The vogue for economics primers that is best exemplified
by Freakonomics caught everybody by surprise. (Well, nearly everybody:
Tim Harford's The Undercover Economist already was in press; and Naked Economics, by Chris Wheelan, and Reinventing the Bazaar,
by John McMillan, were only a couple of years old.)
Many other near-substitutes have appeared since. What most
people don't realize is that each new reader-friendly guide
communicates an institutional view of the world -- in Freakonomics'
case, as seen from the corner of Eighth Avenue and West Fortieth
Street in Manhattan -- the gleaming new headquarters of The
New York Times, and, in paricular, the offices of its Sunday magazine.
.
In similar fashion, Harford represents the vantage point
of the Financial Times,
in London, at least of the younger generation there. Tyler
Cowen's Discover
Your Inner Economist: Use Incentives to Fall in Love, Survive
Your Next Meeting, and Motivate Your Dentist showcases
the inventive approach to markets characteristic of George
Mason University.
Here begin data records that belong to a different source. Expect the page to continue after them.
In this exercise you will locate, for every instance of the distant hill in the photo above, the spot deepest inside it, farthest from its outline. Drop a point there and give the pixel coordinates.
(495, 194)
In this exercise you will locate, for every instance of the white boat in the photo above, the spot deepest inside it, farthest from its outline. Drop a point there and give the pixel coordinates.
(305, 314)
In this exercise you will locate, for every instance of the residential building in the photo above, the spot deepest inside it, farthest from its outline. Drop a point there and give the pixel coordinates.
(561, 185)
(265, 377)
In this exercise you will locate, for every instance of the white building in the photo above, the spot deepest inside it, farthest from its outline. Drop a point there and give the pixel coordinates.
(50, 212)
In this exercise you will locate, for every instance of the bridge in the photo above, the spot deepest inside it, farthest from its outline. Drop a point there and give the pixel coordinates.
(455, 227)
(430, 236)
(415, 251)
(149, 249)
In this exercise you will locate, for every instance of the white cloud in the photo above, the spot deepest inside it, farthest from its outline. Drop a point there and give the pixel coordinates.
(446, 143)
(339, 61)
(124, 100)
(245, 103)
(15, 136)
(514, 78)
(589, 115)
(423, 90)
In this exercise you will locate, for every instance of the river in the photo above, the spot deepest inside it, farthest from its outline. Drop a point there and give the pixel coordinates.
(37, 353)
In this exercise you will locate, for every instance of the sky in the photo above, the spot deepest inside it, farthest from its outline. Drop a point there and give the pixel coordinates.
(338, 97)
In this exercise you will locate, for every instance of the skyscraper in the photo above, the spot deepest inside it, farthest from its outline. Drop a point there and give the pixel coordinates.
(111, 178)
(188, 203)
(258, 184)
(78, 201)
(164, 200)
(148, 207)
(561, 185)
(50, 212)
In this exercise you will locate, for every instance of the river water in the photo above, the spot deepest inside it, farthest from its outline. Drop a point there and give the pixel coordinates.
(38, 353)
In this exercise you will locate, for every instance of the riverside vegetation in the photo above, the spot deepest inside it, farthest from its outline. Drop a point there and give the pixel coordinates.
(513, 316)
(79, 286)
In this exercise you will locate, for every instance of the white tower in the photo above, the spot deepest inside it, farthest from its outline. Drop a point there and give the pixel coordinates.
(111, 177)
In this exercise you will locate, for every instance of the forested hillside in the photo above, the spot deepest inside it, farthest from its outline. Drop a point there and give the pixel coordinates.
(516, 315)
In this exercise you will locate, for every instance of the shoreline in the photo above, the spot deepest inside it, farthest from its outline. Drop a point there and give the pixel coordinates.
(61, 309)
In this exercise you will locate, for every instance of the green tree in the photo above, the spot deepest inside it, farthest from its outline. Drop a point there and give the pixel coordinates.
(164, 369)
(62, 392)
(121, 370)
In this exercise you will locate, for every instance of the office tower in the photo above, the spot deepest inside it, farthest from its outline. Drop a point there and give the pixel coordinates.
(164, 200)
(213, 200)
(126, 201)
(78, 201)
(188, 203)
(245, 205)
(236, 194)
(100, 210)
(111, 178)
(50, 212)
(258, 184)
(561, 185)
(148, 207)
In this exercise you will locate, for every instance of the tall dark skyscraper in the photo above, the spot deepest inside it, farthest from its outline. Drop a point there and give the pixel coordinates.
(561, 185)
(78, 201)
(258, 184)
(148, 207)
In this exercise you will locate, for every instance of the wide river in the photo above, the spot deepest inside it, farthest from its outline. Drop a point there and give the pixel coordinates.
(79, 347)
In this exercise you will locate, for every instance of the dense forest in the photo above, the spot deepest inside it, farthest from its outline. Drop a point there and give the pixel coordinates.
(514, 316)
The
Economic Naturalist: In Search of Explanations for Everyday
Enigmas, by Robert Frank, illustrates the teaching methods
he uses with his students at Cornell University and in his
popular introductory text. Steven Landsburg's More
Sex Is Safer Sex: The Unconventional Wisdom of Economics
imparts, at least in some degree, the flavor of the speculations
for which the University of Rochester is celebrated. And Julie
A. Nelson, in Economics
for Humans, communicates the wholistic approach of the
Global Environment and Development Institute at Tufts University,
where she is a senior research associate.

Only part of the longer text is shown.